German car parts and tyre maker Continental has joined the club of multinationals approved by China’s central bank to transact renminbi intercompany loans out of China.
Continental completes RMB intercompany loan cross-border

The Hanover-headquartered firm has executed its first renminbi loan in the first quarter and is expected to do more, Stefan Scholz, its head of finance and treasury in Germany, told CT.

The company tapped this scheme to find outlets for its liquidity surplus that has built up in China over the years. “Renminbi cross-border inter-company loans allow us to flexibly share liquidity between China and Europe and to avoid negative carry on group level—as in receiving low deposit interest in China and paying higher debt interest in Europe,” he said.

“In the old way, the only way to share liquidity was to pay dividends. But dividends are inflexible, and they cannot be paid at short notice and trigger withholding tax.”

The one-year loan was made available from Shanghai via Hong Kong, where its foreign exchange risk was hedged. “The interest rate was set to meet legal requirements and was based on applicable base rate plus an appropriate margin used for inter-company transactions,” Scholz added.

With promising growth in China and Asia, where group wide sales in Asia accounted for 18% of total sales in 2012, it is paramount for Continental to develop a strategy to manage cash while its sales increase in Asia.

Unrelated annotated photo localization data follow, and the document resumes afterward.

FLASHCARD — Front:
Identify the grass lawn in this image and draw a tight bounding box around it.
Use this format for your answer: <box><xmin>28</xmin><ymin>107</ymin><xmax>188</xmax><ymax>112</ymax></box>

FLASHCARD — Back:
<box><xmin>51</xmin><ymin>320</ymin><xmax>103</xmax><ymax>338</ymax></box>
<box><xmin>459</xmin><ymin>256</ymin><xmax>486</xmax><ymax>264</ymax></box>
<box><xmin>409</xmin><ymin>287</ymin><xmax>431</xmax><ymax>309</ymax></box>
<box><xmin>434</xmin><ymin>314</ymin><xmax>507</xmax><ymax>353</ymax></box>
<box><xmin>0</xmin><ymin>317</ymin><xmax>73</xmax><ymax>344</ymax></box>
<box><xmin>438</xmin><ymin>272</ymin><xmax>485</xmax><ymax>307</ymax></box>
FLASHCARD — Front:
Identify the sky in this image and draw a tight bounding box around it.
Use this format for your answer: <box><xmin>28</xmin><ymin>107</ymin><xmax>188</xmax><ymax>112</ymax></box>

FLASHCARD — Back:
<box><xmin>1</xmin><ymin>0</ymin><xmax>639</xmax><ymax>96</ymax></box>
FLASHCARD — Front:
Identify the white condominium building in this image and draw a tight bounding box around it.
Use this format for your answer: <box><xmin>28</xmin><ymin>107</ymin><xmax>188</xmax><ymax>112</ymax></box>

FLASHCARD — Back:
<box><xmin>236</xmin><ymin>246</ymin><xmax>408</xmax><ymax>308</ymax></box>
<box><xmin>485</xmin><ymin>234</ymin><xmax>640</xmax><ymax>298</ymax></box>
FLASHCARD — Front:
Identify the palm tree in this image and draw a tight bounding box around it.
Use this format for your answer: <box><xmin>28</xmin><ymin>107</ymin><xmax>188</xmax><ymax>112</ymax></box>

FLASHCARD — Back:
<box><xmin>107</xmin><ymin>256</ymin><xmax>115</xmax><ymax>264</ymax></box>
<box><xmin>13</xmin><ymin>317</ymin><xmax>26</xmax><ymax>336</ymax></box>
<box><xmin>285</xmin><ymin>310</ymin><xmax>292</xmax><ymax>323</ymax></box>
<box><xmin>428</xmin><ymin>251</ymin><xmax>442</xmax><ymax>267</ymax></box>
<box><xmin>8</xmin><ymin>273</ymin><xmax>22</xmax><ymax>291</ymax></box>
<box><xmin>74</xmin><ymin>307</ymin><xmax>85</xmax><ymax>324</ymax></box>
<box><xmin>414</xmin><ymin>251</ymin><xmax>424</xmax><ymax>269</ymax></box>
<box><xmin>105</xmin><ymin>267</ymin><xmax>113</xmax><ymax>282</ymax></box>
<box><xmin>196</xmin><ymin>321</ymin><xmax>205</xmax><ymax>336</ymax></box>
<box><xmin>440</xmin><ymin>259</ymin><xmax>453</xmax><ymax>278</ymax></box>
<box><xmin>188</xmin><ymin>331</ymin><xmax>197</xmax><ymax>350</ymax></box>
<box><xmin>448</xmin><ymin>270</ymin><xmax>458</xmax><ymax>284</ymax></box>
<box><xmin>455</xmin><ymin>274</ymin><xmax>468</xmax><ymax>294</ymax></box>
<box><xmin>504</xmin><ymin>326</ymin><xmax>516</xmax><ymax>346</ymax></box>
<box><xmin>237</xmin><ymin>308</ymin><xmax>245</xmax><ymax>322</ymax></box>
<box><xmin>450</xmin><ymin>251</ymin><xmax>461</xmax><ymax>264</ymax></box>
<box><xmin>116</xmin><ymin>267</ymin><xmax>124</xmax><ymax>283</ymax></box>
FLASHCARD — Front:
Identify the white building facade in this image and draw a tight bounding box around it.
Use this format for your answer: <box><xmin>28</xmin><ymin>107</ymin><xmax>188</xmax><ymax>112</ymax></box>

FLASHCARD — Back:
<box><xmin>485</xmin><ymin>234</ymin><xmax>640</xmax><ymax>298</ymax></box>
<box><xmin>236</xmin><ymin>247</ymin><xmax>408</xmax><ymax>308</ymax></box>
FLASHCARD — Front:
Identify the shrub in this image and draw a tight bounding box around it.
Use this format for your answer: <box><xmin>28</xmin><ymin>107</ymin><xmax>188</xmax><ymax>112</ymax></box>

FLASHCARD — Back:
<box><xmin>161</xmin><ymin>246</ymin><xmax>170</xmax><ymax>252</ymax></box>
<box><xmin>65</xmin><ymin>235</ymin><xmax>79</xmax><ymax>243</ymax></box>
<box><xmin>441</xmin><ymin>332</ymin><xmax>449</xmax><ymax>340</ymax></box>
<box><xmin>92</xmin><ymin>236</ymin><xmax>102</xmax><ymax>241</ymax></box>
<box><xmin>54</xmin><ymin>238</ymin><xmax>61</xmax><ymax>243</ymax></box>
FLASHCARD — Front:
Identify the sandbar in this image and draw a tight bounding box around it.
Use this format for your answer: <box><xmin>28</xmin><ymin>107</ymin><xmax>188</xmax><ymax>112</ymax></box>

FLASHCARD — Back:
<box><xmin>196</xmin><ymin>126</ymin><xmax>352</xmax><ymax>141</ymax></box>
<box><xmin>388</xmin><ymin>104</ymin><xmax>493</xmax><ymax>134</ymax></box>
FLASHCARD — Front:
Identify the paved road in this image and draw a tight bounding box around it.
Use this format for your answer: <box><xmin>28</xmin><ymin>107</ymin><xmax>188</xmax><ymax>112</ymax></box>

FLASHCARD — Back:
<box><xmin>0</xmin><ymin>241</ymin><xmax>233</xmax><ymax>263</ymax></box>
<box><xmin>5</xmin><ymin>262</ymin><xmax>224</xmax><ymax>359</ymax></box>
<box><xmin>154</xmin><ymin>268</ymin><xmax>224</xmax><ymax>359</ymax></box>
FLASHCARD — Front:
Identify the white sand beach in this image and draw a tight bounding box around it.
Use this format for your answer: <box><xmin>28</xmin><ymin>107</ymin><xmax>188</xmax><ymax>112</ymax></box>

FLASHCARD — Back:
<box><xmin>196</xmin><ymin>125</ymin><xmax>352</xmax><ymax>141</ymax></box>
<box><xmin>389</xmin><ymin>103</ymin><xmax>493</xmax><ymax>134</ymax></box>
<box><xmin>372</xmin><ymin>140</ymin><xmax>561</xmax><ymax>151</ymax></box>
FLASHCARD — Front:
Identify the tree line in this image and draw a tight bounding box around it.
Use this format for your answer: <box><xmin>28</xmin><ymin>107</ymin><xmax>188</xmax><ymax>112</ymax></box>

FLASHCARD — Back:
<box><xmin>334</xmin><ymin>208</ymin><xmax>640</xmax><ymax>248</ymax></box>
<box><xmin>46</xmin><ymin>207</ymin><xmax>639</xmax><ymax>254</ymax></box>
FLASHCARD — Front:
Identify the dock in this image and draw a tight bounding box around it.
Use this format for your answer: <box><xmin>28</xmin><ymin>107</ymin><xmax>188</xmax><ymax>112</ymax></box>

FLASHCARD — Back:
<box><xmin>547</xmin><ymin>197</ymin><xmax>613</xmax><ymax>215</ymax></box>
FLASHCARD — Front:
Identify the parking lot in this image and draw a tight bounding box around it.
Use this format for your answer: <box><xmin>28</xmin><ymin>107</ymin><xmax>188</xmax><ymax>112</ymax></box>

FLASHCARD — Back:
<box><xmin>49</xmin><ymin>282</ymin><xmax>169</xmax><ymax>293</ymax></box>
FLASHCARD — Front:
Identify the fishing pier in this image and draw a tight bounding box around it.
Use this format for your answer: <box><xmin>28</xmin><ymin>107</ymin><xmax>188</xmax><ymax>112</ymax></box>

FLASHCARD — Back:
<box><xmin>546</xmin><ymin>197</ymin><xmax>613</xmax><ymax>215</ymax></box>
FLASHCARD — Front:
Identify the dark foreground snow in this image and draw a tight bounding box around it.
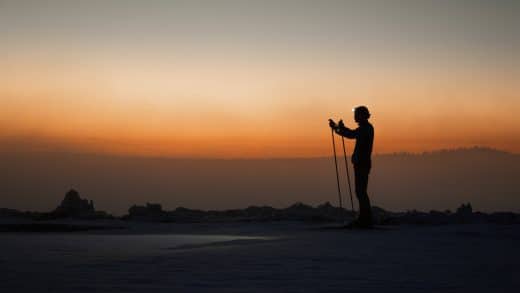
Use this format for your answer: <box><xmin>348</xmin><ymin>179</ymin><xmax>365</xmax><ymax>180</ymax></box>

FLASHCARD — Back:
<box><xmin>1</xmin><ymin>222</ymin><xmax>518</xmax><ymax>292</ymax></box>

Prior to the launch of the People’s Bank of China (PBOC) scheme, Scholz said there were limited ways to utilise its surplus cash in China, with the “main instruments being used were dividend payments and investment in new production facilities in China.”

The market has high hopes that the new pilot initiatives from PBOC and the State Administration of Foreign Exchange can further relax restrictions over capital and current account controls in China and make the internationalisation of its currency a reality.

For treasurers with operations in China, this is an opportunity of great significance. “This pilot fits into our plan to integrate China's cash position into worldwide operations further. We hope that the loan quota will be increased in the future,” Scholz added.